Companies Billed in up to a Third of HSE Inspections

Between a quarter and a third of inspections carried out by the HSE since its cost-recovery scheme came into force in October last year found a material breach of health and safety law, resulting in a fee for intervention (FFI) on the companies involved.

This was revealed by the regulator’s head of field operations David Ashton, to delegates at the IOSH Conference on 26th February. The first run of invoices, which was initiated last month, has so far seen 1400 bills sent out to non-compliant business, meaning, he said, “the money is really coming in”.

Mr Ashton also highlighted what he called “the multiplying effect” of the scheme: “From the cases we take and the information we publish, companies realise that they really don’t want to experience ‘the knock’ from the HSE, followed by a bill. I don’t want to call it a deterrent – I see it as more of a spur to good behaviour, and this is a definite advantage of the scheme.”

Briefly explaining how the scheme works, Mr Ashton said that for companies that comply with the law in all significant respects, the HSE’s advice is free, while those who don’t will be charged for its time to put things right.

He reassured delegates: “We won’t go looking for breaches, easy targets, or deep pockets.
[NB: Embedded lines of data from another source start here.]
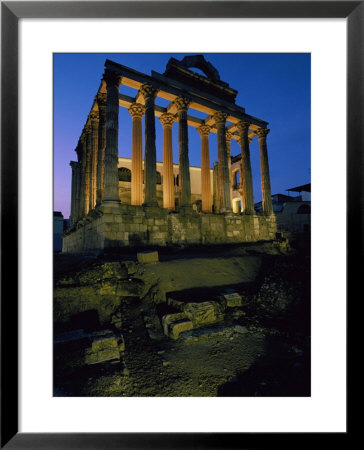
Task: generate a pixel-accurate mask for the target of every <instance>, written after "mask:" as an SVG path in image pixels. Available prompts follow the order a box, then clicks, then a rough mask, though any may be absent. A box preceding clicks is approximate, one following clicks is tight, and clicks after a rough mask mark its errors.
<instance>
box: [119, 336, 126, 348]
mask: <svg viewBox="0 0 364 450" xmlns="http://www.w3.org/2000/svg"><path fill="white" fill-rule="evenodd" d="M119 351H121V352H125V340H124V336H123V335H120V338H119Z"/></svg>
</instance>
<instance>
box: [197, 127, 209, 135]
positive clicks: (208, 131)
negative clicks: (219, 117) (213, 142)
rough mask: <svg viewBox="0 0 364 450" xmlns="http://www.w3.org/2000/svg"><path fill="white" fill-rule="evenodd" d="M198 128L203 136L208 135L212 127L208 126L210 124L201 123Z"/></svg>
mask: <svg viewBox="0 0 364 450" xmlns="http://www.w3.org/2000/svg"><path fill="white" fill-rule="evenodd" d="M196 129H197V131H198V132H199V133H200V135H201V136H208V135H209V134H210V131H211V127H210V126H208V125H200V126H199V127H198V128H196Z"/></svg>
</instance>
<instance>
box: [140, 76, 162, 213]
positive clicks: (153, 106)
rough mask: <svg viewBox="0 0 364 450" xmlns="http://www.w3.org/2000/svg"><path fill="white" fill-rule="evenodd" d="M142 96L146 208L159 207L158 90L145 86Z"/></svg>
mask: <svg viewBox="0 0 364 450" xmlns="http://www.w3.org/2000/svg"><path fill="white" fill-rule="evenodd" d="M139 92H140V93H141V95H142V96H143V97H144V101H145V155H144V173H145V196H144V203H143V204H144V206H158V202H157V186H156V182H157V160H156V147H155V117H154V114H155V113H154V107H155V105H154V100H155V97H156V95H157V90H156V89H154V88H153V86H151V85H150V84H143V85H142V86H141V87H140V91H139Z"/></svg>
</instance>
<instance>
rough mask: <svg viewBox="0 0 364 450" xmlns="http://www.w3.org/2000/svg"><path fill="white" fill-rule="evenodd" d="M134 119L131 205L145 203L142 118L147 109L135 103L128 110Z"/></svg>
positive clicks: (132, 161)
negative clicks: (144, 189) (142, 145)
mask: <svg viewBox="0 0 364 450" xmlns="http://www.w3.org/2000/svg"><path fill="white" fill-rule="evenodd" d="M128 111H129V113H130V114H131V116H132V118H133V125H132V149H131V204H132V205H142V203H143V147H142V117H143V114H144V111H145V108H144V106H143V105H141V104H140V103H133V104H131V105H130V108H129V109H128Z"/></svg>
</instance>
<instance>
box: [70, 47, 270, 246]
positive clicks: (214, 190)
mask: <svg viewBox="0 0 364 450" xmlns="http://www.w3.org/2000/svg"><path fill="white" fill-rule="evenodd" d="M194 67H195V68H198V69H200V70H201V71H202V72H203V73H204V74H205V76H203V75H200V74H197V73H196V72H194V71H192V70H191V68H194ZM120 85H125V86H128V87H129V88H132V89H134V90H135V95H134V96H133V97H131V96H127V95H124V94H121V93H120V92H119V88H120ZM236 95H237V91H236V90H234V89H232V88H231V87H230V86H229V85H228V84H227V83H226V82H224V81H221V80H220V76H219V73H218V71H217V70H216V68H215V67H213V66H212V64H211V63H209V62H207V61H206V60H205V59H204V57H203V56H202V55H195V56H187V57H185V58H183V59H182V60H181V61H178V60H176V59H174V58H171V59H170V60H169V61H168V64H167V67H166V70H165V72H164V73H163V74H159V73H157V72H154V71H152V74H151V75H146V74H143V73H141V72H137V71H135V70H134V69H131V68H129V67H125V66H122V65H120V64H117V63H115V62H112V61H110V60H106V62H105V71H104V74H103V78H102V81H101V84H100V86H99V89H98V92H97V93H96V96H95V98H94V101H93V105H92V108H91V111H90V113H89V115H88V117H87V120H86V123H85V126H84V128H83V130H82V133H81V136H80V138H79V141H78V145H77V147H76V153H77V161H71V163H70V165H71V168H72V197H71V226H70V228H69V229H68V230H67V231H66V233H65V235H64V238H63V251H64V252H82V251H89V250H105V249H112V248H118V247H125V246H151V245H153V246H166V245H197V244H224V243H243V242H252V241H259V240H269V239H274V237H275V233H276V218H275V215H274V213H273V208H272V199H271V188H270V177H269V164H268V151H267V135H268V133H269V130H268V128H267V125H268V123H267V122H265V121H263V120H261V119H258V118H256V117H253V116H251V115H248V114H247V113H246V112H245V109H244V108H243V107H241V106H238V105H236V103H235V98H236ZM159 98H162V99H165V100H168V102H169V104H168V105H167V106H166V107H162V106H159V105H158V99H159ZM120 107H124V108H127V109H128V112H129V113H130V133H131V136H132V149H131V150H132V151H131V154H132V157H131V160H130V159H129V160H128V161H129V162H130V164H129V163H128V165H127V166H126V158H124V161H123V158H122V156H121V157H119V154H118V131H119V108H120ZM192 109H193V110H197V111H200V112H201V113H203V114H204V115H205V118H204V119H201V118H197V117H194V116H193V115H191V114H189V113H190V110H192ZM143 116H144V125H145V127H144V128H145V129H144V136H145V139H144V157H143V148H142V133H143V130H142V118H143ZM156 118H157V119H158V120H156ZM175 122H176V126H175V127H174V123H175ZM156 126H161V127H162V128H163V162H162V163H157V161H156V140H155V130H156ZM192 127H193V128H195V129H196V130H197V132H198V133H199V134H200V137H201V148H200V149H199V151H201V167H200V168H195V169H197V170H194V168H193V167H191V166H190V164H189V151H190V149H189V143H188V134H189V131H190V129H191V128H192ZM174 129H176V132H178V146H179V161H178V164H173V156H172V133H173V130H174ZM255 137H257V139H258V141H259V149H260V169H261V188H262V205H263V207H262V213H260V214H257V213H256V212H255V210H254V198H253V177H252V170H251V163H250V150H249V144H250V142H251V140H252V139H254V138H255ZM212 138H215V139H217V146H218V161H217V162H216V163H215V165H214V170H213V171H212V170H211V166H210V153H209V140H210V139H212ZM232 139H235V140H237V142H238V143H239V145H240V148H241V155H239V158H237V159H236V161H234V158H231V155H230V144H231V140H232ZM194 151H196V149H194ZM123 162H124V165H122V164H123ZM120 169H124V170H120ZM196 176H197V177H198V181H196ZM123 183H124V184H123ZM126 183H127V185H126ZM196 183H197V184H198V186H199V193H198V196H197V197H198V198H197V197H196V190H195V189H194V186H196ZM129 199H130V200H129Z"/></svg>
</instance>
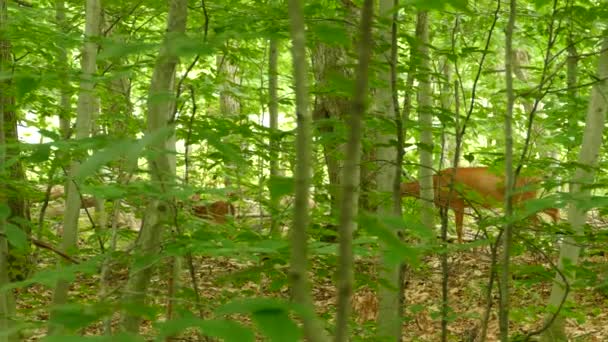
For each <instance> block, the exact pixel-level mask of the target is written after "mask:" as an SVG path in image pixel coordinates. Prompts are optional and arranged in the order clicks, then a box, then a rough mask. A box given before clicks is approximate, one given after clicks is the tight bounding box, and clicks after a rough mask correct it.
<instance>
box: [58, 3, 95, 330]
mask: <svg viewBox="0 0 608 342" xmlns="http://www.w3.org/2000/svg"><path fill="white" fill-rule="evenodd" d="M100 23H101V5H100V3H99V0H87V2H86V21H85V32H84V34H85V42H84V47H83V51H82V60H81V67H82V76H81V82H80V93H79V95H78V106H77V118H76V135H75V138H76V139H85V138H87V137H88V136H89V133H90V131H91V115H92V112H93V109H94V108H93V107H94V101H95V95H94V93H93V92H94V87H95V82H94V81H93V75H94V74H95V72H96V68H97V65H96V58H97V44H96V43H95V42H94V39H95V38H96V37H98V36H99V31H100ZM79 168H80V162H79V161H78V159H74V160H72V162H71V164H70V169H69V172H68V182H67V183H66V185H67V186H66V190H65V193H66V194H67V198H66V208H65V214H64V220H63V237H62V240H61V249H62V250H63V251H64V252H65V253H68V254H70V255H71V254H74V253H75V252H76V250H77V240H78V216H79V215H80V205H81V199H80V194H79V192H78V189H77V187H76V183H75V179H74V176H75V175H76V174H77V173H78V170H79ZM61 263H63V261H62V262H60V264H61ZM69 286H70V282H68V281H67V280H64V279H60V280H58V281H57V284H56V287H55V291H54V293H53V305H54V306H58V305H62V304H65V303H66V302H67V300H68V289H69ZM53 314H54V313H53V312H51V315H53ZM50 321H52V319H51V320H50ZM49 328H50V333H61V330H62V329H63V327H62V326H60V325H58V326H50V327H49ZM55 328H56V329H55Z"/></svg>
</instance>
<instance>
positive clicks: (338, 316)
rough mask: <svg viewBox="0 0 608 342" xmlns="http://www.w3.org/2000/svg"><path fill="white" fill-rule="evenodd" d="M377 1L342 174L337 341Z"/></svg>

And there are no financial targets for inspectors. We won’t change what we do, which is look at sites, see what’s wrong, assess the significance of that and act accordingly. If there is a material breach, it will trigger a bill for our time.”

The FFI procedure, once it has been trigged by determining a material breach – which, Mr Ashton emphasised several times, is clearly explained in the myriad guidance on FFI available on the HSE’s website – works as follows.

The company will get a formal notice of contravention, which will include details of what is wrong (i.e the contravention itself), what action is required, and information about FFI. This covers the entirety of the inspection process and the time necessary afterwards to report on that work – all of which is charged at £124 per hour.

Invoices are sent after two months, and the duty-holder has 30 days to pay. There is a formal disputes and queries mechanism, though Mr Ashton revealed that of the 1400 invoices sent so far, the number of appeals has been “in single figures”.

He concluded: “I think FFI is here to stay and, some years from now, we will be glad we did it.”